V. Айя, Софія и мечети.

   Объ основаніи храма Святой Софіи существуетъ легенда: говорятъ, что императору Юсіиніану явился во снѣ ангелъ и указалъ ему размѣры и планъ будущаго сооруженія. Съ тѣхъ поръ императоръ не жалѣлъ ни силъ, ни средствъ. Шесть лѣтъ работали надъ постройкою десять тысячъ человѣкъ; введены были новые налоги; доходы цѣлыхъ провинцій вкладывались въ дѣло; языческіе храмы обирались въ пользу новаго зданія: тутъ есть колонны изъ Аѳинъ, Эфеса, Трои, Баальбека... И можно ли скупиться когда передъ умственными очами носится величавый, данный свыше образъ божественной красоты и влечетъ за собою, съ силою и страстью требуя осуществленія во имя славы Божіей.
   Турокъ, показывающій намъ храмъ, знатокъ своего дѣла; прежде всего онъ знакомитъ насъ съ деталями и расположеніемъ зданія, потомъ ведетъ вокругъ, за колоннами, отдѣляющими наосъ; вы оріентируетесь въ это время, и глазъ привыкаетъ къ затѣйливымъ капителямъ византійскихъ колоннъ, къ мозаичнымъ серафимамъ, къ безобразнымъ люстрамъ и люстрочкамъ, еще болѣе безобразнымъ зеленымъ щитамъ съ изреченіями Корана, къ рѣзнымъ каѳедрамъ и громадной султанской ложѣ, выстроенной очень не у мѣста. И когда эти подробности, то исконныя, свойственныя храму, то позднѣйшія, искажающія его и портящія впечатлѣніе, уже примелькались вамъ, когда глазъ пересталъ, растерянно гоняться за ними, васъ выводятъ на средину.
   Вы замираете. Громадный куполъ виситъ надъ вами, какъ опрокинутая бездна, какъ само небо. Долго вамъ кажется, что онъ только величавъ, но постепенно, слѣдя взоромъ его границы и постепенно опуская глаза внизъ, вы видите, что онъ и страшно великъ по своимъ размѣрамъ. Онъ надрываетъ весь наосъ, громадное пространство, величиною съ изрядную площадь, если не кричитъ своею величиною, то лить по причинѣ строгой согласованности всѣхъ частей.
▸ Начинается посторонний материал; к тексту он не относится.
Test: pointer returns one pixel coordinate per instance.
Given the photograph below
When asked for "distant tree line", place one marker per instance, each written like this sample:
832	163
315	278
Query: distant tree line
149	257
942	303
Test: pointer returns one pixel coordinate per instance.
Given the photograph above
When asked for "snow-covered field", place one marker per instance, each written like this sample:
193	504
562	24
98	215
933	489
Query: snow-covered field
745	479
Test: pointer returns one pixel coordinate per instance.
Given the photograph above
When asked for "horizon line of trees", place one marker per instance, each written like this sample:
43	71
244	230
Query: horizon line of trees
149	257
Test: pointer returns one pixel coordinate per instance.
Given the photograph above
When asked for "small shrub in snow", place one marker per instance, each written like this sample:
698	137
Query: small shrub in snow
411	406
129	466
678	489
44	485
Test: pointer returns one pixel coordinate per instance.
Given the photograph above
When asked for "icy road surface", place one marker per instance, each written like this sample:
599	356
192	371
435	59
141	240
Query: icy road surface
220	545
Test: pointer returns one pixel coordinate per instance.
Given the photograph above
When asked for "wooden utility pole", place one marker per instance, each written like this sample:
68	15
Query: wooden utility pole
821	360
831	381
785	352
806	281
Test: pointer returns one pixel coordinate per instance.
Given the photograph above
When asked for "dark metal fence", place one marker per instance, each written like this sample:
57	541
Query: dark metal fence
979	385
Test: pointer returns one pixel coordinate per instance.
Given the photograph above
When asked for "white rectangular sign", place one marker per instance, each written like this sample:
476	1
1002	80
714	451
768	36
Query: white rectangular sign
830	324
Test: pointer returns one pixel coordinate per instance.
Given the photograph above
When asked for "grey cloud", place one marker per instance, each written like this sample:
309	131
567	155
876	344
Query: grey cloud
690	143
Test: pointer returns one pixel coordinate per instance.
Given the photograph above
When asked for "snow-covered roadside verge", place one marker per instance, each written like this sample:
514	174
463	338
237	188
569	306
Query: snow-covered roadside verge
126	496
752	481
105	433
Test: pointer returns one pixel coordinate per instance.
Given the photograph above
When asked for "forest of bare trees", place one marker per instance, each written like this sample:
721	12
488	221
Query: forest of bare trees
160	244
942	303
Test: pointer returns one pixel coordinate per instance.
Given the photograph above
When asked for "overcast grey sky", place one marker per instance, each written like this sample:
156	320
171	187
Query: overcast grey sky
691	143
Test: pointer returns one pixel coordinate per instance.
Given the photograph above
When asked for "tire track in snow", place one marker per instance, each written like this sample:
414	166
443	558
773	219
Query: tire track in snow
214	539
   Интересно сдѣлать бѣглое сравненіе". Греки были пантеисты и не понимали храмы внѣ природы, безъ природы. Они именно такъ и строили ихъ: поклонялись среди самой природы, оправивъ ее въ мраморную раму. Позднѣйшіе, христіанскіе народы требуютъ, чтобы ихъ храмы были велики и прекрасны, гдѣ бы ихъ ни поставили. Но здѣсь являются два разныхъ, крайнихъ типа, какъ и два разныхъ, міровоззрѣнія. Зодчество Западной Европы взяло себѣ таинственный полумракъ и грозно торжественный звукъ органа; ея готическіе соборы въ суровомъ религіозномъ экстазѣ стремятся подняться отъ земли, простираютъ къ небу свои стрѣлы и шпицы. Зодчество Византіи выбрало ясный и благостный свѣтъ; здѣсь храмы не несутся въ высь и не пугаютъ воображенія острой суровостью ломанныхъ линій; вмѣсто того чтобы искать небо въ недосягаемой дали, здѣсь строятъ дивный куполъ, здѣсь приблизила къ себѣ небо; и все въ храмѣ плавно и округленно, все въ немъ -- дуга.
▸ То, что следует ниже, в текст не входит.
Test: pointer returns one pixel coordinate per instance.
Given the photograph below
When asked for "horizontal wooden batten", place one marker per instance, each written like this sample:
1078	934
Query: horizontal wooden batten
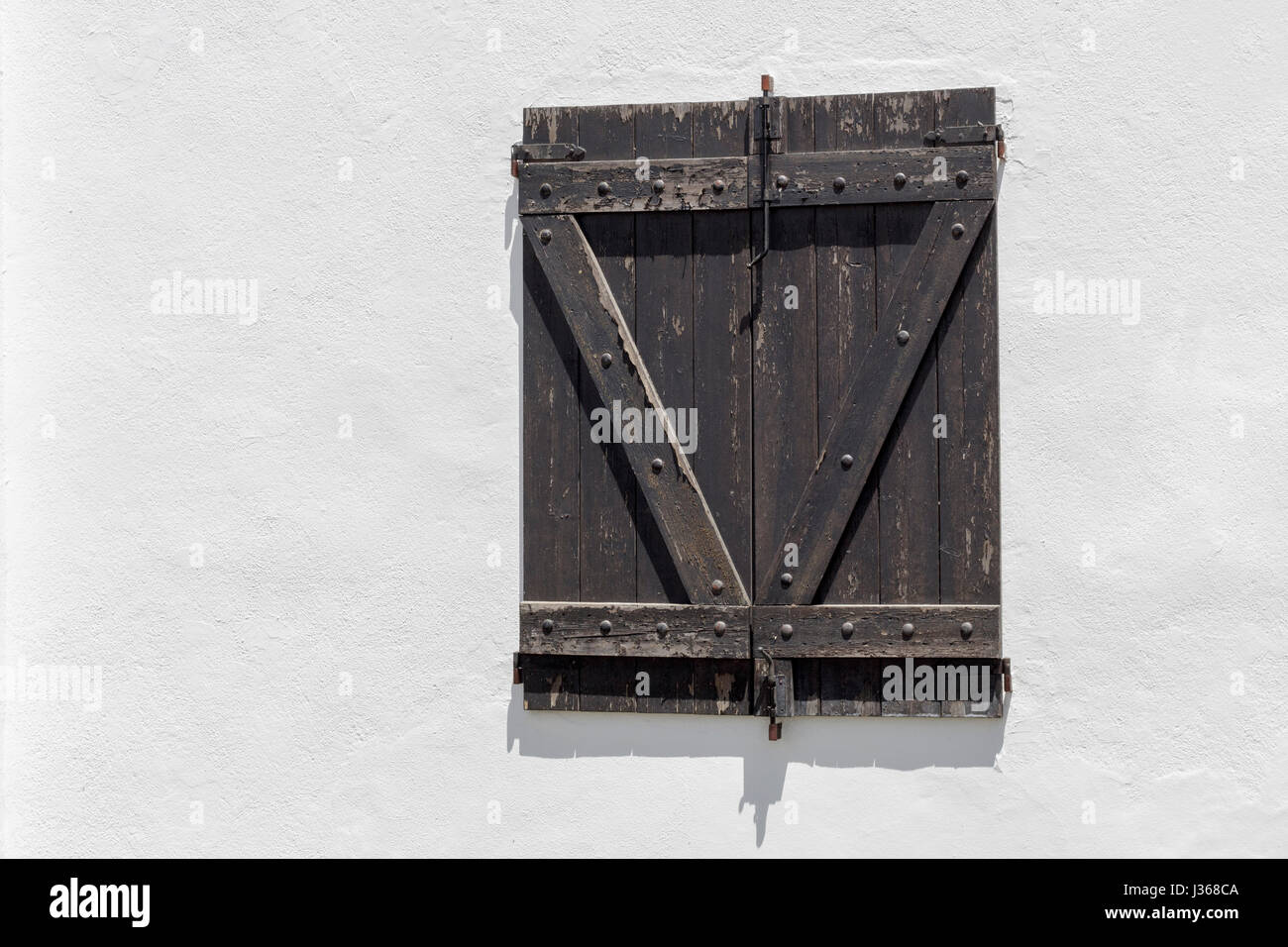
562	628
585	187
824	178
936	631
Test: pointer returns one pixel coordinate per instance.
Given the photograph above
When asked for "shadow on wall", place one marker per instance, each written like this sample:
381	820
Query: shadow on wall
815	741
850	742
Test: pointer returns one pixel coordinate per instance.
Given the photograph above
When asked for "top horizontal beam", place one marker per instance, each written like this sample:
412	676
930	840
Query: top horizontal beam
798	179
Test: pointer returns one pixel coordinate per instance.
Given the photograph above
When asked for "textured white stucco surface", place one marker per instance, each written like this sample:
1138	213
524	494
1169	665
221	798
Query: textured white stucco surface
305	638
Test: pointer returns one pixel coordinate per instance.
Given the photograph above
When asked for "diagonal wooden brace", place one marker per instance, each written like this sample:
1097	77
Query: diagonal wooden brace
883	379
608	350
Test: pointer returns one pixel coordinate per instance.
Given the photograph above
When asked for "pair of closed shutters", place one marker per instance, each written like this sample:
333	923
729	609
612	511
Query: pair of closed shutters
756	484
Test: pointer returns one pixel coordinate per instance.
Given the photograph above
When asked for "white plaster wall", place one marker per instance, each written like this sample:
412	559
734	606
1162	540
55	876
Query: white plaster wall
1149	703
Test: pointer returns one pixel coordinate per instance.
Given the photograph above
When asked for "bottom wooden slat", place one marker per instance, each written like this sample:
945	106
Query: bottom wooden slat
828	686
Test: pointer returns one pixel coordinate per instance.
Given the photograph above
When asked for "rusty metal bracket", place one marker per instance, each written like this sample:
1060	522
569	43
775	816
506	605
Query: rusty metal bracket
529	154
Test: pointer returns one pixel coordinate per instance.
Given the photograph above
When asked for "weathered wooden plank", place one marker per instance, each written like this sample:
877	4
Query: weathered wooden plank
665	183
907	470
549	682
840	178
606	519
661	470
664	320
969	475
552	419
636	629
721	384
884	376
846	630
816	178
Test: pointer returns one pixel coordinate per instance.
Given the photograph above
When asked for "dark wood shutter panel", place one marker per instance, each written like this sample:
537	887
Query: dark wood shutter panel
657	579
   Такова именно Святая Софія. Она поистинѣ, является великимъ и совершенными осуществленіемъ этой идеи. Увѣнчанная громаднымъ, полнымъ свѣта и дивнымъ по своей плавности и спокойствію куполомъ, закругляющаяся съ концовъ полукружіями, которыя увѣнчаны полу куполами и обставлены абсидами, окруженная двумя этажами колоннады съ спокойными полуциркульными арками, Святая Софія рѣдкостно выдержана въ стилѣ и исполнена настроенія. Вся она полна мягкаго, не бьющаго въ глаза, но равномѣрно разливающагося свѣта, вся полна плавной закругленности и законченности. Въ ней нѣтъ смятенія и экстаза, нѣтъ неразрѣшимыхъ задачъ, но есть миръ и спокойствіе упованія.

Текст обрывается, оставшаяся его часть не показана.